Aufführung in der Piccola Scala, Mailand 1973
(Musik von Christoph Willibald Gluck)

Form: Componimento drammatico
Originalsprache: Italienisch
Musik: Erste Vertonung von Antonio Caldara
Libretto: Pietro Metastasio
Uraufführung: 1735
Ort der Uraufführung: Wien
Ort und Zeit der Handlung: Eine Stadt in China
Personen
  • Lisinga, vornehme junge Chinesin, Schwester Silangos
  • Sivene, Freundin Lisingas, Geliebte Silangos
  • Tangia, Freundin Lisingas
  • Silango, junger Chinese, Bruder Lisingas, Geliebter Sivenes, nach seiner Rückkehr von einer Europa-Reise

Le cinesi (deutsch: „Die chinesischen Mädchen“) ist ein Libretto zu einem componimento drammatico in einem Akt von Pietro Metastasio. Erstmals aufgeführt wurde es in der Vertonung von Antonio Caldara in der Karnevalsaison 1735 in den Privatgemächern der kaiserlichen Residenz der Favorita in Wien als Einleitung zu einem „Ballo cinese“ von Georg Reutter. Die Ausführenden waren die jugendlichen Erzherzoginnen Maria Theresia und Maria Anna sowie eine Hofdame.[1][2][3][4]

1786 veröffentlichte der Komponist und Musikschriftsteller Johann Adam Hiller in seinem Buch Ueber Metastasio und seine Werke: nebst einigen ins Deutsche übersetzten Stücken desselben eine deutsche Übersetzung unter dem Titel Die Chinesischen Mädchen.[Digitalisat 1]

Die folgende Inhaltsangabe basiert auf der Übersetzung von Johann Adam Hiller.[Digitalisat 1]

Ein Zimmer im chinesischen Stil mit einem Tisch und vier Stühlen im Haus Lisingas

Lisinga und ihre beiden Freundinnen Sivene und Tangia sitzen gelangweilt am Tisch, trinken Tee und denken darüber nach, wie sie sich die Zeit vertreiben könnten. Lisingas Bruder Silango kommt unbemerkt hinzu und horcht eine Weile durch eine nicht ganz geschlossene Tür. Als er schließlich das Zimmer betritt, sind die Mädchen schockiert, weil er damit ein chinesisches Verbot gebrochen hat. Silango weiß das, hat aber auf seiner Europareise bemerkt, dass man dort überall über diese Sitte lacht. Aus Sorge um ihren Ruf bitten ihn die Mädchen, zu gehen. Er verabschiedet sich auch, wird aber von ihnen zurückgehalten. Nach seiner Versicherung, dass ihn niemand gesehen habe, entscheidet Lisinga, dass er erst nach Einbruch der Dunkelheit gehen solle.

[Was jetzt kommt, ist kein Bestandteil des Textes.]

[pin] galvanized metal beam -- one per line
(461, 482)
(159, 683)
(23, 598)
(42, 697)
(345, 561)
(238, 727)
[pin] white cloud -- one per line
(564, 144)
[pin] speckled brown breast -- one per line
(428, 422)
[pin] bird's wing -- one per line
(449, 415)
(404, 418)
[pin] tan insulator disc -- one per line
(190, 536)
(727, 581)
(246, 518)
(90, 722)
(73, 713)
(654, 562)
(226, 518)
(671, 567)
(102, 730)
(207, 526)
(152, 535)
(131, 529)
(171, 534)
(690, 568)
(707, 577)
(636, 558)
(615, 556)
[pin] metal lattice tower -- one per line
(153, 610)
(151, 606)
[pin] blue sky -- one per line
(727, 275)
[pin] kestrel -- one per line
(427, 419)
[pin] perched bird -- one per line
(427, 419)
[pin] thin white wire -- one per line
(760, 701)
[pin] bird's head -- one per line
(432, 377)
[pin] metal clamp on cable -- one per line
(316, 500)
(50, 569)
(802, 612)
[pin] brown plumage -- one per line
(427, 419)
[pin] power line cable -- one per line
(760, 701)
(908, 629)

Nachdem das geklärt ist, schlägt Lisinga vor, zum Zeitvertreib eine Theaterszene zu spielen. Silango stimmt zu und erklärt, dass diese Kunst bisher nur in den europäischen Ländern geübt werde und in China völlig unbekannt sei. Er schlägt vor, ein in Europa übliches Sujet zu wählen. Da jeder andere Vorlieben hat, gibt es schließlich drei kleine Szenen.

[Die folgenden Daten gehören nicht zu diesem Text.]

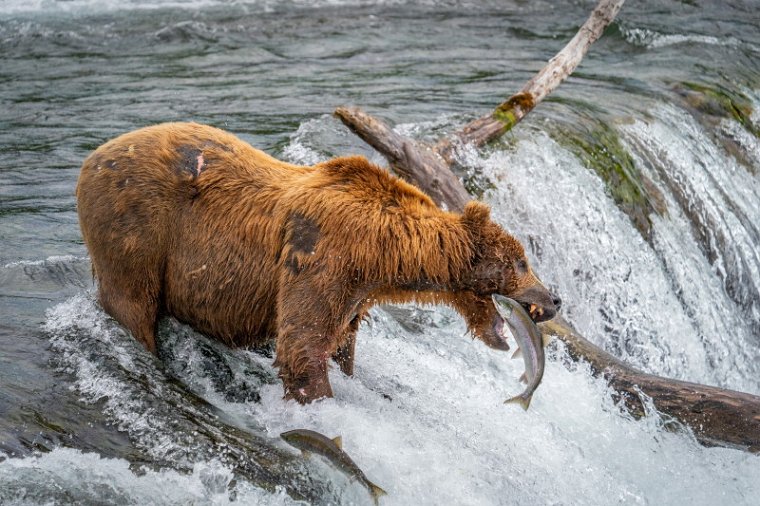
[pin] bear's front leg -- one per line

Lisinga wählt ein heroisches Thema über Andromache, der Witwe Hektors. Diese wird von Pyrrhus (Neoptolemos) bedrängt, der damit droht, ihren Sohn Astyanax zu töten, falls sie ihn nicht erhören will.

Sivene entscheidet sich für ein Pastoral über die schöne Schäferin Licoris, die über die Tränen ihres unglücklichen Verehrers Thyrsis lacht, weil sie die Liebe nicht kennt. Silango übernimmt dabei die Rolle des Schäfers.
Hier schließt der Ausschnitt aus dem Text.